Jesus made this basic separation from the world when He was baptized, and used His baptism as a means of declaring to heaven, to men and to hell that His heart was separated unto God. At His baptism Jesus took sides with the heart of God against this world, and declared that His heart was not in this world - it was with the Father. Every Christian is supposed to be baptized. You may have different opinions as to what it is, how it should be, but if you are going to take Jesus as your example, and what the New Testament teaches on this matter, you have to recognize that baptism is a declaration that you have stepped over a line and that now your heart is wholly with God and out of the world. No sooner had Jesus been baptized than He began to be tested as to the step which He had taken. Those temptations in the wilderness by the devil were to test Him as to whether He meant what He had done. Satan offered Him all the kingdoms of this world and all the glory thereof, and the test was: Was the heart of Jesus out of the world or not? He stood faithfully to the position that He had taken and repudiated the world, and if you want to know what Jesus thought about the world you have only to read one chapter in the New Testament - the seventeenth chapter of the Gospel by John. There Jesus refers repeatedly to the world and prays that His disciples might be delivered from it. He said: "They are not of the world, even as I am not of the world" (John 17:16).

Now notice something: What was the world to which Jesus was referring? The only world that the disciples knew was the religious world, and that was the only world that Jesus lived in in the days of His flesh. What do you mean by the world? You see, it can be a very religious thing. There can be a lot of worldly religion - there can be as much of the world in religion as there is out of it. The world is a spirit, a mentality, a power. In one word, it is all that which is not in friendship with God.

God was no friend of that religious world in the days of Jesus. The world means independence from God, being able to get on without Him in its own way. It is self-centred, not God-centred; it is governed, deceived and blinded by Satan.

Now the point is just this: We shall never get anywhere in this spiritual pilgrimage until we have fully and finally settled this one question. One of the most painful things that we see is the way in which all young Christians do not go on with the Lord. They come to a point where they say that they are going with the Lord, they make a decision for the Lord, and there it stops. So many do not go any further than that - and here is all this immense purpose of God. They have only taken the negative side of His command and have not listened to the positive side: "Unto the land that I will shew thee..." ... 'I will make thee a blessing and thou shalt be a blessing' ... "in thee shall all the families of the earth be blessed".

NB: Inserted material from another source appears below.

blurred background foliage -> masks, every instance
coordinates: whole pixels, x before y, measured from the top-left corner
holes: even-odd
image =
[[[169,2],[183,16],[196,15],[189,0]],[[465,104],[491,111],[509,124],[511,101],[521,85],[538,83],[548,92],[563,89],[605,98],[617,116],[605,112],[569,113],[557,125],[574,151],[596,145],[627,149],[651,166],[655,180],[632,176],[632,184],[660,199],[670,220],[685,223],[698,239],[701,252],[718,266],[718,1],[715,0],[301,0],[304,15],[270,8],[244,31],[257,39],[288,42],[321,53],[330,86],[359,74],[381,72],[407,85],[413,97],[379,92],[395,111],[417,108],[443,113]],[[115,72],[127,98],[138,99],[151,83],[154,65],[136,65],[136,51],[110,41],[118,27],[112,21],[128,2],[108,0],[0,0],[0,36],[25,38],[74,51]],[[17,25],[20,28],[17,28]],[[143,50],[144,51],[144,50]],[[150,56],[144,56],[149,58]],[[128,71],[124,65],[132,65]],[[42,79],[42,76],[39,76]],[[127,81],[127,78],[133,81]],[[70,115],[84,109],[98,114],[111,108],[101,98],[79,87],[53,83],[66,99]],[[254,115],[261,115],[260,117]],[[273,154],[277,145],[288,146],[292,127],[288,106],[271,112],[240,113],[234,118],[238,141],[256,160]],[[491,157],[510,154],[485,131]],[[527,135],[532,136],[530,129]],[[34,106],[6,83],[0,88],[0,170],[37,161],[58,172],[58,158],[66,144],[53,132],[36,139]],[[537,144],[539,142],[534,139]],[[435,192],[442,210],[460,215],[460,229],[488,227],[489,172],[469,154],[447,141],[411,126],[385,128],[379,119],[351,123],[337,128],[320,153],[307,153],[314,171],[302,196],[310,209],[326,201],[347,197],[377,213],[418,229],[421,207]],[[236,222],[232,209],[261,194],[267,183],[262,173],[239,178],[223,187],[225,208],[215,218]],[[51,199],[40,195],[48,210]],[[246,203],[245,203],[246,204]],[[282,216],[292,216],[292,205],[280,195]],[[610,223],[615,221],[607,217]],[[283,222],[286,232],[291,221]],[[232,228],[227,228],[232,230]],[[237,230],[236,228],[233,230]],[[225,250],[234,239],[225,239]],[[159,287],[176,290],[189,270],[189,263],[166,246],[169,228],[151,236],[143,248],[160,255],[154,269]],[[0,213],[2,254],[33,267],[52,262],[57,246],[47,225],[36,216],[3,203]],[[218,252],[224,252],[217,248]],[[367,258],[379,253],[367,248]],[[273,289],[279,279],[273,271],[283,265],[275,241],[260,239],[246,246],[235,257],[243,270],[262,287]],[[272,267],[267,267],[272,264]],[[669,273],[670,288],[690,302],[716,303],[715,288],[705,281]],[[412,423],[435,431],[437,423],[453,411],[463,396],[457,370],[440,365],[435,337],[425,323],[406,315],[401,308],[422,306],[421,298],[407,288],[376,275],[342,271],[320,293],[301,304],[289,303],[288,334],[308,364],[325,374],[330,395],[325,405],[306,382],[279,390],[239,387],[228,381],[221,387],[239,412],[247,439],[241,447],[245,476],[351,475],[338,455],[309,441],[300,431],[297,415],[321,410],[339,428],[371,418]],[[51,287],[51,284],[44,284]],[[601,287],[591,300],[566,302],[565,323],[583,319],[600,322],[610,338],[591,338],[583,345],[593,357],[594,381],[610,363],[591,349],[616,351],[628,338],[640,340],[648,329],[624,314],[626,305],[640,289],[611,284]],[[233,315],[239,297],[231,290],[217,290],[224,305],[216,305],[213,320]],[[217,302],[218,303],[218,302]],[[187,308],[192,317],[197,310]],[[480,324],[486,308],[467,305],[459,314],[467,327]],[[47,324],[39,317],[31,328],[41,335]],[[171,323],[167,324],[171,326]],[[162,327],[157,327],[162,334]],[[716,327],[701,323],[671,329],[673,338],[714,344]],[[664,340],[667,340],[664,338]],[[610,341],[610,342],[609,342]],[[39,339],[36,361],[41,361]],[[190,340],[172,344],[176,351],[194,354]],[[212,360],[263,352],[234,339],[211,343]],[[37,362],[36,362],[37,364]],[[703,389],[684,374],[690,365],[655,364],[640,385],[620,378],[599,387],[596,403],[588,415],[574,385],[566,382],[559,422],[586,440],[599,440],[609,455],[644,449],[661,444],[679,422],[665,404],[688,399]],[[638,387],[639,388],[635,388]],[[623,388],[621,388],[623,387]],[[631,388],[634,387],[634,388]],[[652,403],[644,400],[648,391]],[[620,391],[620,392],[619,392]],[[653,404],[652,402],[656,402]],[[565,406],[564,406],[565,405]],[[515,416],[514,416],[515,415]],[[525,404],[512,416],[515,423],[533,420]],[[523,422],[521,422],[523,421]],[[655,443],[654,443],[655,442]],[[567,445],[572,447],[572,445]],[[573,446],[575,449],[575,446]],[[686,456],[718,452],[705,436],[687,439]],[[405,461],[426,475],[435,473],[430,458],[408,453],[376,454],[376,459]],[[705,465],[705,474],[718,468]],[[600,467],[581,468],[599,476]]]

You see, God has called us 'out' for a mighty 'in'. He did not just say to Abraham "Get thee out"! The separation was governed by the great purpose of being made a mighty blessing to others.

One world is repudiated, but God does not believe in vacuums, so He must put another world in its place. Abraham was God's new beginning for a new world. He was called "the father of a multitude of nations" (Genesis 17:5). The father gives the character to the family, and the very first thing about the character of this man was that his heart was wholly set on God. If we are truly spiritual children of Abraham, we must take his character.

Well, that is where we begin, the first step in the spiritual pilgrimage to the heart of God. Whatever we may say about ourselves, in our faults and failures, may it be true of every one of us that we have a heart wholly for God, for this is the way that ends with God being able to say, of you and of me, "My Friend".